US Presidential Election global financial market impact!
In the 2020 US presidential election, developments are likely to be even more surprising than the 2016 race and the impact on financial markets will be just as unexpected.
In 2016, the presidential election race took place between Donald Trump and Mrs. Hilary Clinton. It was a race filled with surprises. For example, before the official election day, according to surveys, candidate Hilary Clinton was ahead of Donald Trump, the current US President.
Meanwhile, the global financial market also has disturbing factors and impacts on the US presidential race. For example, the price of gold at that time was almost flat and the USD rose. But at the decisive moment, when Mr. Trump became the one to turn the tables, lead Mrs. Hilary Clinton and win, the financial markets also changed almost 180 degrees.

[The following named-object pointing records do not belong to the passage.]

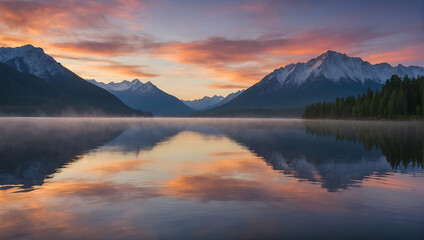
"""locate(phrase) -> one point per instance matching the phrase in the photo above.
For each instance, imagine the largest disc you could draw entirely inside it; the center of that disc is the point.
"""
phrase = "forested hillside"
(397, 98)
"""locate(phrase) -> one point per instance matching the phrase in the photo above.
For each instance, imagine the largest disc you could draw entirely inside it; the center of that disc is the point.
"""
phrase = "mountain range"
(145, 97)
(288, 89)
(49, 88)
(211, 102)
(33, 83)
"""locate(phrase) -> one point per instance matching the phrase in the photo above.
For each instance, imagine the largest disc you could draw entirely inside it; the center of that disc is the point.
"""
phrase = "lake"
(64, 178)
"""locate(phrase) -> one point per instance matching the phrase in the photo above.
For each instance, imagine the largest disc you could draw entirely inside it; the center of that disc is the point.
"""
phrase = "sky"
(191, 48)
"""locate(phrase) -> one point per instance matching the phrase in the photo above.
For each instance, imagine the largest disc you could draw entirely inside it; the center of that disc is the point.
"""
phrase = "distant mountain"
(290, 88)
(228, 98)
(203, 103)
(211, 102)
(84, 98)
(26, 94)
(145, 97)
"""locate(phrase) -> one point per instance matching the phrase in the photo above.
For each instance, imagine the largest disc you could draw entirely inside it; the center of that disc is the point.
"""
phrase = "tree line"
(397, 98)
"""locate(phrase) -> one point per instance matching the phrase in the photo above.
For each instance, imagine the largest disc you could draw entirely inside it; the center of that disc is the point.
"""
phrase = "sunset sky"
(195, 48)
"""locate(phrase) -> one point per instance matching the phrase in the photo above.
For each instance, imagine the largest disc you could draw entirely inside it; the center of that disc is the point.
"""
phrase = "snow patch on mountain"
(29, 59)
(336, 67)
(132, 86)
(203, 103)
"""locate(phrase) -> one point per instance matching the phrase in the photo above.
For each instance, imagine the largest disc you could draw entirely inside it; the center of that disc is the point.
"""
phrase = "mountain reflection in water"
(210, 178)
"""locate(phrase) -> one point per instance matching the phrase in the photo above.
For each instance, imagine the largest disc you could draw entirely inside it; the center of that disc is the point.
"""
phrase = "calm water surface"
(210, 179)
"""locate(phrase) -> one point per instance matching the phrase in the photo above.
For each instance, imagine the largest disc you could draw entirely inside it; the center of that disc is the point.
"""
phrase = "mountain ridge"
(93, 100)
(145, 97)
(323, 78)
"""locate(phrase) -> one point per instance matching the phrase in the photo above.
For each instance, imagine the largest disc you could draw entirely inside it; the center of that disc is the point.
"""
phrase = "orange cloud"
(61, 16)
(227, 86)
(116, 167)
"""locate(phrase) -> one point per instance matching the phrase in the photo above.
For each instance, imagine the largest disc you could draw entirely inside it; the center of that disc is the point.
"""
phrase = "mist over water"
(129, 178)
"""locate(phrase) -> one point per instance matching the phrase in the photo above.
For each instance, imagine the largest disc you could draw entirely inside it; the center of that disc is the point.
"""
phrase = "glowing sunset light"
(222, 46)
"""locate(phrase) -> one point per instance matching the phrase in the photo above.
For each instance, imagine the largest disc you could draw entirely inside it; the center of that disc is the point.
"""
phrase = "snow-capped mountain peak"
(133, 86)
(335, 66)
(30, 59)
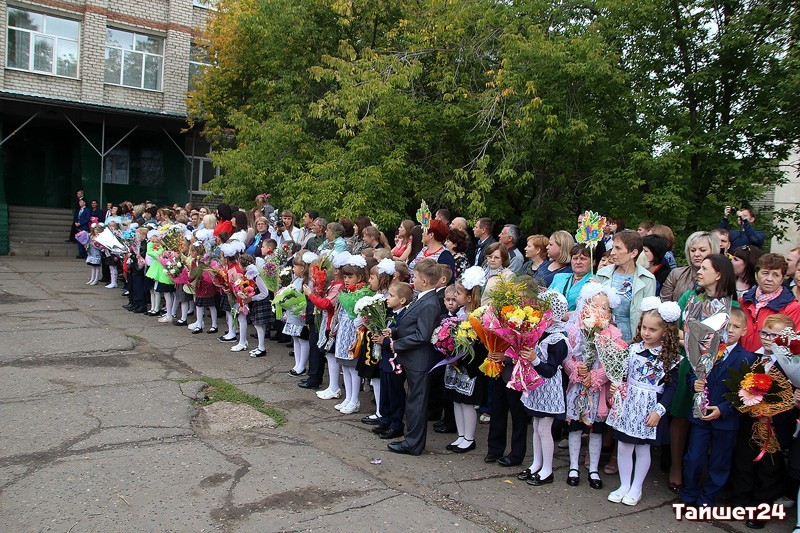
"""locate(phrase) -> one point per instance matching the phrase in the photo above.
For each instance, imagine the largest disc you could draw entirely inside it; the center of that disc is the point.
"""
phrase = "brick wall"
(174, 20)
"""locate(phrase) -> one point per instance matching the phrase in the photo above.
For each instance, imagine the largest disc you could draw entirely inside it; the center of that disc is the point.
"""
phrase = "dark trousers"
(759, 481)
(139, 292)
(699, 456)
(393, 399)
(316, 359)
(416, 409)
(505, 401)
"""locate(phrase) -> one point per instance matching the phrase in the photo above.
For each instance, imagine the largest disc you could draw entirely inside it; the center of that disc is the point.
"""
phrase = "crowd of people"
(628, 288)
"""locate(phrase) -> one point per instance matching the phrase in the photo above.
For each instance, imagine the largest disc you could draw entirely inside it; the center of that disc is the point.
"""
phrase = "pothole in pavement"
(220, 418)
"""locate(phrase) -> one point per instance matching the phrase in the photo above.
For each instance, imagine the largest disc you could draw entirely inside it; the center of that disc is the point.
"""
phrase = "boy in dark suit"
(412, 343)
(393, 392)
(719, 427)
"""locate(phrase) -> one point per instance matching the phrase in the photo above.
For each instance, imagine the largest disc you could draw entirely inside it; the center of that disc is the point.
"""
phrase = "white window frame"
(33, 34)
(198, 164)
(143, 53)
(193, 60)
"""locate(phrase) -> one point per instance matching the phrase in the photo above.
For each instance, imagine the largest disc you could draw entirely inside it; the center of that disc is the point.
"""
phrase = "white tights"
(466, 421)
(595, 446)
(261, 331)
(242, 318)
(352, 384)
(542, 446)
(632, 478)
(201, 311)
(376, 390)
(333, 373)
(301, 348)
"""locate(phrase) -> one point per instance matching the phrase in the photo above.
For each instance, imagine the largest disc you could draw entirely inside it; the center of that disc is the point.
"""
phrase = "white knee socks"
(333, 373)
(301, 348)
(261, 331)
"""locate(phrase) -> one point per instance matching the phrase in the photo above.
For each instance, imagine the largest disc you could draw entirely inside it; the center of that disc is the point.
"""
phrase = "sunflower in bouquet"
(762, 395)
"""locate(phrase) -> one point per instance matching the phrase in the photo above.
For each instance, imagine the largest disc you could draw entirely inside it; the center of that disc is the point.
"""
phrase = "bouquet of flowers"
(174, 266)
(762, 395)
(613, 353)
(455, 339)
(494, 343)
(171, 236)
(372, 310)
(289, 299)
(351, 295)
(519, 317)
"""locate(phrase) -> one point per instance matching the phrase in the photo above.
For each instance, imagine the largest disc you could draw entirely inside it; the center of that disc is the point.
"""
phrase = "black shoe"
(537, 481)
(458, 449)
(391, 434)
(371, 420)
(508, 461)
(450, 447)
(573, 481)
(397, 447)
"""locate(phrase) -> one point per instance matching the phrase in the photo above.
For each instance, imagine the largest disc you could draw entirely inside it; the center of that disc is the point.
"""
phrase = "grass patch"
(219, 390)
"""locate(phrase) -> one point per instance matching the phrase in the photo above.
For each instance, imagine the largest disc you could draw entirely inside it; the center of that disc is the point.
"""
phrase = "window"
(205, 4)
(116, 166)
(203, 171)
(198, 61)
(42, 43)
(134, 60)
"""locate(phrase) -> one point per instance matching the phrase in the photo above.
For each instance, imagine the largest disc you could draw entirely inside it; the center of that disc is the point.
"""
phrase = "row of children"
(576, 385)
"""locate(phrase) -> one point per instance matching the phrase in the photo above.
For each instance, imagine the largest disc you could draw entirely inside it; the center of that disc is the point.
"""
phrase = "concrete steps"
(40, 231)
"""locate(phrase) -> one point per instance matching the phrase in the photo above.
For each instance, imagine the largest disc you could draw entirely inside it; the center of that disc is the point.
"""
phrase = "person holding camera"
(746, 235)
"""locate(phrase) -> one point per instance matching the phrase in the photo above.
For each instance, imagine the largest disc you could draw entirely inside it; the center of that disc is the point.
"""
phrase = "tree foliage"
(526, 111)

Asian time, US stocks closed and only the derivatives market continued to trade, Dow Jones, Nasdaq and S&P 500 fell sharply on futures index. Then, as soon as the session reopened in Asian time – the day President Trump took office, US stocks fell at the beginning of the hour and then rebounded sharply at the end of the session, surpassing the peak set up earlier.
Which means, contrary to previous comments, if Mr. Trump was elected again, the financial market volatility surrounding the US presidential election, will be even more surprising.
This year, the S&P 500 and Nasdaq surpassed COVID-19 and set the records of all-time, especially the remarkable growth of technology stocks leading the markets. In particular, shares of Tesla of billionaire Elon Musk, have increased 10 times, compared to 2019.
These factors resonating with the results of the race for the US presidential election, will bring total surprises to the US financial market in particular and the global financial market in general.